Foreign Minister Maite Nkoana-Mashabane said Pretoria expects the power-sharing pact, known as the global political agreement (GPA), to be fully in place with a new constitution approved by referendum before new elections.

"The GPA envisages that an election in Zimbabwe will only be held following the finalisation of the constitution-making process," Nkoana-Mashabane said in a reply to a parliamentary question, acknowledging delays.

A committee "is drafting a new constitution, after which a referendum and then elections should be held. Our government therefore expect that there would be no deviation from the provisions of the GPA," she added.

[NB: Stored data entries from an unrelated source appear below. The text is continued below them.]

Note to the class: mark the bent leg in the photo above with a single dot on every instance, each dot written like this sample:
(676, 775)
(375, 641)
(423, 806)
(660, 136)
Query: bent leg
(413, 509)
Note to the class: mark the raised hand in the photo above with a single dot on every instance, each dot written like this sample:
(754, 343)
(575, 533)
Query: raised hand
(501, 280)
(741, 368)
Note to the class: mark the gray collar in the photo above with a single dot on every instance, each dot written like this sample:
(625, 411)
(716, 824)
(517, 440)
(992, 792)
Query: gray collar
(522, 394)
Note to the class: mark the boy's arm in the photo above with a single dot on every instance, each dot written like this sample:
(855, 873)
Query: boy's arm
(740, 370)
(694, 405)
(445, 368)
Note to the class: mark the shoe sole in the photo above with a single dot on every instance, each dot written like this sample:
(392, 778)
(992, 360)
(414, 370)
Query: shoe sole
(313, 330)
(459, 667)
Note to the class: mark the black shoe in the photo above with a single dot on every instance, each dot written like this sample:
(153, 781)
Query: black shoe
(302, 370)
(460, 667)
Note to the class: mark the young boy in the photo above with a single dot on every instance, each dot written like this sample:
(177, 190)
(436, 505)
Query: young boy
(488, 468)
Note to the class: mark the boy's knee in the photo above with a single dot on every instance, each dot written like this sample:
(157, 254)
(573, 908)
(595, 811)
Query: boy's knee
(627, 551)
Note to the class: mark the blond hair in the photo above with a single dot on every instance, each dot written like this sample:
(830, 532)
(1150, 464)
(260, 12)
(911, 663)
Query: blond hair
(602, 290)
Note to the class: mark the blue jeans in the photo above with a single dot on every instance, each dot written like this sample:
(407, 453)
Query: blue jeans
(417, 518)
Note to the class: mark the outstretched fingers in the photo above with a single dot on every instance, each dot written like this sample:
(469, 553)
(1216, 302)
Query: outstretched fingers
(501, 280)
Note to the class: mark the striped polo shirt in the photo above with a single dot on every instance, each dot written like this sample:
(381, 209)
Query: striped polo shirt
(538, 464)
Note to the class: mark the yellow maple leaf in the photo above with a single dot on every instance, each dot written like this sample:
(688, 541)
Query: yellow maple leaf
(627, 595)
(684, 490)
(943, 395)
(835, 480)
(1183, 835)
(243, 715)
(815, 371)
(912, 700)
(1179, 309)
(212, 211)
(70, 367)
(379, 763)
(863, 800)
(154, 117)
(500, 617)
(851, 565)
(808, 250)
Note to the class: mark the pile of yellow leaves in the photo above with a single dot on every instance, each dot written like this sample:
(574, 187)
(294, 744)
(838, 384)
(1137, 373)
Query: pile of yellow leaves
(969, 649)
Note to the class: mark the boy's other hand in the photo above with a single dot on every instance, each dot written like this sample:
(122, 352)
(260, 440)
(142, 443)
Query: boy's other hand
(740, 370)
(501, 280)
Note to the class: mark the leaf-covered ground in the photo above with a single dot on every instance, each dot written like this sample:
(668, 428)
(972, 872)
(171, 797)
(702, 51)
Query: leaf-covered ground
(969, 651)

Mugabe has repeatedly called for Zimbabwe to go to the polls this year, even if the new charter isn't in place. Reforms to media and the electoral laws are required under the uneasy power-sharing arrangement with Prime Minister Morgan Tsvangirai.

"We just must have elections. They just must take place with or without a new constitution. If others don't want to have an election then they are free not to participate," he said last month.

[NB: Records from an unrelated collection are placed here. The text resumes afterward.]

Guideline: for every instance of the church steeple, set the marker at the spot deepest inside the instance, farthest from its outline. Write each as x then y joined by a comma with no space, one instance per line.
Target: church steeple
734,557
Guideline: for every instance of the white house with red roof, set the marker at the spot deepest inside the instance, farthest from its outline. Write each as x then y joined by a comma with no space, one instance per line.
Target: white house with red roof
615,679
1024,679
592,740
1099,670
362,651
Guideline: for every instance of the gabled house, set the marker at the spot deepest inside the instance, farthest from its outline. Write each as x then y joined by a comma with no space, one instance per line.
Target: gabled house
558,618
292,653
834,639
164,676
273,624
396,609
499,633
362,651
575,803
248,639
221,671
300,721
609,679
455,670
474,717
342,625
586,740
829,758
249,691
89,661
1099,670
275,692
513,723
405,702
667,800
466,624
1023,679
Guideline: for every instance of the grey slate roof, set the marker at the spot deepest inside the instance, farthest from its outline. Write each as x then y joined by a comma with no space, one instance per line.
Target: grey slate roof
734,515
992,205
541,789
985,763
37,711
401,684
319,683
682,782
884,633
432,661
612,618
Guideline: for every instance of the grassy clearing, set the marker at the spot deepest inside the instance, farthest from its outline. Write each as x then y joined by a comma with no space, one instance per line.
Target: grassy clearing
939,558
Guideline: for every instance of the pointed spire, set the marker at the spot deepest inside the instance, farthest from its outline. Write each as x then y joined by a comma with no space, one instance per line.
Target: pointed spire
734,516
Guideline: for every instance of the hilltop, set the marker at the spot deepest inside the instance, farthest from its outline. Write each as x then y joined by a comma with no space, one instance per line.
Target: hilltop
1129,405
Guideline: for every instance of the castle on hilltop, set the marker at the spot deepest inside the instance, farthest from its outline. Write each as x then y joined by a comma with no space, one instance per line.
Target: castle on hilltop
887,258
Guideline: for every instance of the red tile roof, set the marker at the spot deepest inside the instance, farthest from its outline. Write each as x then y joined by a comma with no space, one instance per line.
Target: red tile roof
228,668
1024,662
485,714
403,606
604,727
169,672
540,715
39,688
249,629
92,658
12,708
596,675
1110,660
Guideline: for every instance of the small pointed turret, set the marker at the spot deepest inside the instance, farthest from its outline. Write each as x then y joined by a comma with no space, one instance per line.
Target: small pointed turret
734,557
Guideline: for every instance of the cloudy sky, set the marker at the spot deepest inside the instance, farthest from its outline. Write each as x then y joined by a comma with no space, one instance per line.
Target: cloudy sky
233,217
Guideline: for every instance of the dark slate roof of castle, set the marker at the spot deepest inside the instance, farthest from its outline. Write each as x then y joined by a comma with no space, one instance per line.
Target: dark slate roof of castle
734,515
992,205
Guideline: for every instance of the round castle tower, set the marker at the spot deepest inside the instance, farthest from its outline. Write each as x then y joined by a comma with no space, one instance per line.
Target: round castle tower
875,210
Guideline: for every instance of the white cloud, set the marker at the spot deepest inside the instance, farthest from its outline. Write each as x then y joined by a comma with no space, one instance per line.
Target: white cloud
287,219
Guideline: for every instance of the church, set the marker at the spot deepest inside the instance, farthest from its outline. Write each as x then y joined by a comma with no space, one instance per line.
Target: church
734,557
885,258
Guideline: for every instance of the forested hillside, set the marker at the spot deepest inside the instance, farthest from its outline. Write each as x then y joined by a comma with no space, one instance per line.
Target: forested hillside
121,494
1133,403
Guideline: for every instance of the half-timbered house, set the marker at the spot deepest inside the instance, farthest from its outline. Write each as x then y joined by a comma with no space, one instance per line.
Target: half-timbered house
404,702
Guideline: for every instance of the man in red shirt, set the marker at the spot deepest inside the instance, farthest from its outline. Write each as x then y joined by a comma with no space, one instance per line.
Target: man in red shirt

South African President Jacob Zuma is tasked by the regional Southern African Development Community (SADC) bloc to help Zimbabwe put in place the deal which Pretoria brokered in 2008.

Mugabe, in power since independence in 1980, has already been endorsed as his party's candidate for a new vote to end the compromise government formed to stem an economic crisis and political melt-down after blood-stained polls in 2008.

The country's constitution-drafting commission says a referendum on the charter could not be held before August, meaning elections under the new constitution would not likely be until next year.